You are viewing a plain text version of this content. The canonical link for it is here.
Posted to j-dev@xerces.apache.org by "Michael Glavassevich (JIRA)" <xe...@xml.apache.org> on 2007/02/23 18:12:05 UTC

[jira] Created: (XERCESJ-1227) Poor performance / OutOfMemoryError for sequences, choices and nested minOccurs/maxOccurs

Poor performance / OutOfMemoryError for sequences, choices and nested minOccurs/maxOccurs
-----------------------------------------------------------------------------------------

                 Key: XERCESJ-1227
                 URL: https://issues.apache.org/jira/browse/XERCESJ-1227
             Project: Xerces2-J
          Issue Type: Bug
          Components: XML Schema Structures
    Affects Versions: 2.9.0
            Reporter: Michael Glavassevich
            Priority: Minor


We now handle large minOccurs/maxOccurs on element/wildcard particles more gracefully by creating a compact representation in the DFA and using counters to check the occurence constraints, however we will still fully expand the content model for minOccurs/maxOccurs on sequences and choices which could still lead to an OutOfMemoryError or very poor performance (i.e. could still take several minutes to build the DFA).  Sequences, choices and nested minOccurs/maxOccurs are somewhat tricker to handle. We would need a more general solution than the one implemented for elements and wildcards to improve those.

-- 
This message is automatically generated by JIRA.
-
You can reply to this email to add a comment to the issue online.
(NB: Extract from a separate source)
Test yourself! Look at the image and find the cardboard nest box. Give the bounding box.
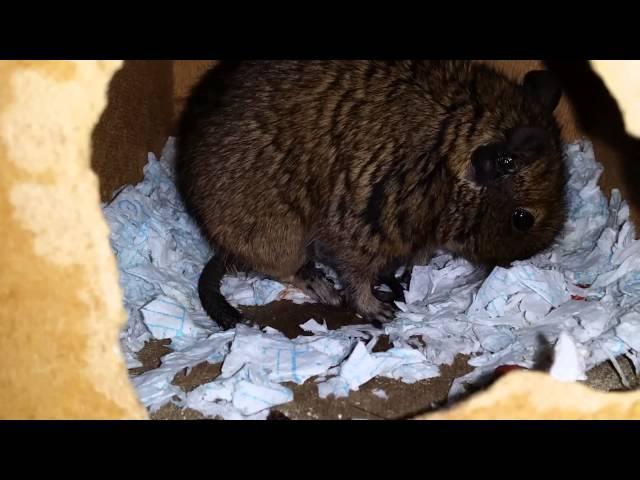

---------------------------------------------------------------------
To unsubscribe, e-mail: j-dev-unsubscribe@xerces.apache.org
For additional commands, e-mail: j-dev-help@xerces.apache.org


[jira] Commented: (XERCESJ-1227) Poor performance / OutOfMemoryError for sequences, choices and nested with large minOccurs/maxOccurs

Posted by "Georg Fischer (JIRA)" <xe...@xml.apache.org>.
    [ https://issues.apache.org/jira/browse/XERCESJ-1227?page=com.atlassian.jira.plugin.system.issuetabpanels:comment-tabpanel#action_12519144 ] 

Georg Fischer commented on XERCESJ-1227:
----------------------------------------

With Xerces 2.9.0 I had persistent OutOfMemory problems with a ISO 20022 schema whch was modified for SEPA. Even -Xmx512m did not help.
The original schema on http://www.iso20022.org/index.cfm?item_id=60055 for oain.001.001.02
works fine. The modifed SEPA schema has the following restrictions as compared to the ISO schema:

427c427
< 			<xs:element name="CdtTrfTxInf" type="CreditTransferTransactionInformation2" maxOccurs="unbounded"/>
---
> 			<xs:element name="CdtTrfTxInf" type="CreditTransferTransactionInformation2" maxOccurs="9999999"/>
527c527
< 			<xs:element name="RfrdDocAmt" type="ReferredDocumentAmount1Choice" minOccurs="0" maxOccurs="unbounded"/>
---
> 			<xs:element name="RfrdDocAmt" type="ReferredDocumentAmount1Choice" minOccurs="0" maxOccurs="999999"/>

Instances validate with this schema in XMLSpy, but Xerces blows up.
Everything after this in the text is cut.